Caroline retira le trousseau qui oscillait encore dans la serrure et posa les clés sur la commode. Elle referma doucement la porte et ouvrit fenêtre et volets. La brise s’engouffra dans la petite chambre mansardée, entraînant avec elle les parfums de prune sauvage qui émanaient du rez-de-chaussée. Six mois après, rien n’avait changé à l’exception de la saison, ce qui éviterait à Caroline de rester confinée dans l’atmosphère surchauffée par le minuscule radiateur. Les boiseries étaient aussi blanches que le grand lit à barreaux et la commode. L’unique mur peint en vieux bleu, celui situé derrière le lit, apportait une touche de couleur à l’ensemble, dans les mêmes tons que les myosotis qui parsemaient la housse de couette.
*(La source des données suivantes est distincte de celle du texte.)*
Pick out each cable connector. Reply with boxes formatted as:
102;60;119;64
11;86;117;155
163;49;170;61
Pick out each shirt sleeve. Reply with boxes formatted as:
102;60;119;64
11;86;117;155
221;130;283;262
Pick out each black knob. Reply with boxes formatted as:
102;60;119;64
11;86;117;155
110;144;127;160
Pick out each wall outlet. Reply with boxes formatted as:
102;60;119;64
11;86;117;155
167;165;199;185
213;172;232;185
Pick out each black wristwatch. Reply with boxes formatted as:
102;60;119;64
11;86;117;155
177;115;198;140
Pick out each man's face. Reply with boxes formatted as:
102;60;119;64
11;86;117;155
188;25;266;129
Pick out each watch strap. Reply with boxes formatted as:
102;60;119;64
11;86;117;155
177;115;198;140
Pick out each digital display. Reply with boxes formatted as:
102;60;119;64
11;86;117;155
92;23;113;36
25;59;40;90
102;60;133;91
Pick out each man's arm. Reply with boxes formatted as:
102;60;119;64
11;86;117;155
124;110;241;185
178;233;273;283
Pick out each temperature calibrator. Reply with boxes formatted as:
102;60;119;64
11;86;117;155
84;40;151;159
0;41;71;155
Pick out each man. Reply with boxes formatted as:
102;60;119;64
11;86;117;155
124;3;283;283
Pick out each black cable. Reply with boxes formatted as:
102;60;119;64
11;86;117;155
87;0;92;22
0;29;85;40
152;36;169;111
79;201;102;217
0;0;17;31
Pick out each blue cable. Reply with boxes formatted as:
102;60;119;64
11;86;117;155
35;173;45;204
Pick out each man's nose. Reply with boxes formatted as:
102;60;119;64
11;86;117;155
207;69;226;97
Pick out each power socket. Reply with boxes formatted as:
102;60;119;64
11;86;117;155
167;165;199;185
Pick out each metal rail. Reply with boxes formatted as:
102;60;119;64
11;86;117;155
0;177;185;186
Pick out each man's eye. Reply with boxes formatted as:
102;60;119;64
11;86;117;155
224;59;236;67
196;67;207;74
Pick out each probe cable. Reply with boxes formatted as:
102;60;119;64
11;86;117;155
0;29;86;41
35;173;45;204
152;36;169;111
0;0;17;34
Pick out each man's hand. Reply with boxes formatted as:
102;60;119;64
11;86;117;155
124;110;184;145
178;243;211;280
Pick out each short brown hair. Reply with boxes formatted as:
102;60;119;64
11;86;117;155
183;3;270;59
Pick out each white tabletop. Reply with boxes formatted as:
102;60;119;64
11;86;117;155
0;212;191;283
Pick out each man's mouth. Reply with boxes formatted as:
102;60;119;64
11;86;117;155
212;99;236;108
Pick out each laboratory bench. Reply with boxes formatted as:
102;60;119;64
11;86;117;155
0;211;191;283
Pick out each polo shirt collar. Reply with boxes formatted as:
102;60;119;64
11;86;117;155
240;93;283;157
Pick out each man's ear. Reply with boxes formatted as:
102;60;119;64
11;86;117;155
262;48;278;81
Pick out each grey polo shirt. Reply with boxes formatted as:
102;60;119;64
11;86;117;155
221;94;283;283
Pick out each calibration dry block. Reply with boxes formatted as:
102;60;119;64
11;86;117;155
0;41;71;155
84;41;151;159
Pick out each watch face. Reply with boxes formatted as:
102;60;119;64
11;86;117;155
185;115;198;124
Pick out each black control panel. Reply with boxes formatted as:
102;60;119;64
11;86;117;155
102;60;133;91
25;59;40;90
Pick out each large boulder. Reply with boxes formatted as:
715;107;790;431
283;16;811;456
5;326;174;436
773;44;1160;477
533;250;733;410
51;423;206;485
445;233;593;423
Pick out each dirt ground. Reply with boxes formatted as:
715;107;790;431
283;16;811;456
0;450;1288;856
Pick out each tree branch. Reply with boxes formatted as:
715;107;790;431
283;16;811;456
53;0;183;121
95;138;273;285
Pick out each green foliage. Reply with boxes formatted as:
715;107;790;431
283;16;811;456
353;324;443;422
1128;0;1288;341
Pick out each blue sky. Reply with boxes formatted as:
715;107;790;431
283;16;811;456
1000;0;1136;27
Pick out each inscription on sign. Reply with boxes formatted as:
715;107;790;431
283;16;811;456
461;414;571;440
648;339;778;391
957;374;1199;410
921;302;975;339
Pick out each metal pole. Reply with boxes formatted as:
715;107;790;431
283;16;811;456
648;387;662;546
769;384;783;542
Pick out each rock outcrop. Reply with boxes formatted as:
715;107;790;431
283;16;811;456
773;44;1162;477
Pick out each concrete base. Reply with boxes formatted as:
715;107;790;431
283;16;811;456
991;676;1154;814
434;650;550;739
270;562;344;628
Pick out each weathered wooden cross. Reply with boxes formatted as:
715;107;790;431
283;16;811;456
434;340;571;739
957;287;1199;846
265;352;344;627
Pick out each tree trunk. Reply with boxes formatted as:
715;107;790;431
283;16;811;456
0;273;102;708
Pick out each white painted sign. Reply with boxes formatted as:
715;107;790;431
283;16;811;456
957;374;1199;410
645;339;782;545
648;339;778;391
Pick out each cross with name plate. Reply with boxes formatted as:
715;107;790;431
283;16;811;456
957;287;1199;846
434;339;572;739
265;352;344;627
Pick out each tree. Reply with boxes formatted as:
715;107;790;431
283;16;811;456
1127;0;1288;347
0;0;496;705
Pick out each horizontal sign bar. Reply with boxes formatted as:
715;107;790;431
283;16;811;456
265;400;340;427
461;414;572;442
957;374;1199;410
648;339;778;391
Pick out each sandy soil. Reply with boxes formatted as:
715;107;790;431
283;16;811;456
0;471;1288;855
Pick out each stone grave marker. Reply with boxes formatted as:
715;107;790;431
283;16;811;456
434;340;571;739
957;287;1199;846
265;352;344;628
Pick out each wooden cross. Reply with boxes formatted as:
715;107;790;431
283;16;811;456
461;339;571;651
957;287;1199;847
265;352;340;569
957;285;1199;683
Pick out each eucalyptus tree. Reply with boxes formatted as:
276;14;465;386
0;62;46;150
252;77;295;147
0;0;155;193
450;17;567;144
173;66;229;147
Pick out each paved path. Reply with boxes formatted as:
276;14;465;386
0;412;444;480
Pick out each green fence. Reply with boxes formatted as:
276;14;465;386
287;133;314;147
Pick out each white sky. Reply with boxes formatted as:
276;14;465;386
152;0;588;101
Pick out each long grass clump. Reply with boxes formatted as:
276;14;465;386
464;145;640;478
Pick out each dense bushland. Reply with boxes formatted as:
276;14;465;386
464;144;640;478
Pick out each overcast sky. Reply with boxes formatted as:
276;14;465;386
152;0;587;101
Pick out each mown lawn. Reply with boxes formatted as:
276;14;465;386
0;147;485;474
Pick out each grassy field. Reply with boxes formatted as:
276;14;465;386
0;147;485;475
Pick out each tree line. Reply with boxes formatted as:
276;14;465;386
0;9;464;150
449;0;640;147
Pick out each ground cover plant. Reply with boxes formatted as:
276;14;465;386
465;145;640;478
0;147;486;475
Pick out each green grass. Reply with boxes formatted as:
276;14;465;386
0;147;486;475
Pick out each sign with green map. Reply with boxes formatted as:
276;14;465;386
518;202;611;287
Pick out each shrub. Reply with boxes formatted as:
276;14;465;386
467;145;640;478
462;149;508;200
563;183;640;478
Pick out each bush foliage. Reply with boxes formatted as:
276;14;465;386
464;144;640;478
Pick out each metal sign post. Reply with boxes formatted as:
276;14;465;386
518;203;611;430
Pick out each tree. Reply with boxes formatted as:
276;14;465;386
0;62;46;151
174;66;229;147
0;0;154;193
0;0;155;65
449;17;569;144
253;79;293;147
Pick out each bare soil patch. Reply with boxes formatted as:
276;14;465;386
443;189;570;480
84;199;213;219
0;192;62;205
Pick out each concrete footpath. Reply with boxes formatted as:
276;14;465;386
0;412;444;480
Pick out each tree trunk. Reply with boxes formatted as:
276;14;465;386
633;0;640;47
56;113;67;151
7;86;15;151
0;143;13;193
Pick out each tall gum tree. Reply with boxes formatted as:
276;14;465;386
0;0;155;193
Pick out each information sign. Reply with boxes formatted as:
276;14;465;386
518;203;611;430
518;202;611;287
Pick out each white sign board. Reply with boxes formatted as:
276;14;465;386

Dans un coin, le miroir psyché au cadre argenté renvoyait à Caroline son reflet coloré.
Elle posa son sac de voyage et contempla son reflet. Elle portait une jupe noire à motifs fleuris orangés, qui mettait en valeur la finesse de ses jambes juste au-dessus des genoux. Débardeur orangé assorti, lunettes de soleil posées sur ses boucles brunes et bronzage doré. La parfaite touriste, pensa-t-elle, amusée. C’est pour cela aussi que je suis là. Profiter du cadre. Profiter de la vie. Caroline ouvrit son sac et en tira délicatement l’enveloppe, qu’elle avait posée sur ses vêtements soigneusement empilés. Elle hésita, mais ne put se résoudre à ouvrir le courrier. Avec un soupir désabusé, elle le plaça sur la commode près du trousseau de clés.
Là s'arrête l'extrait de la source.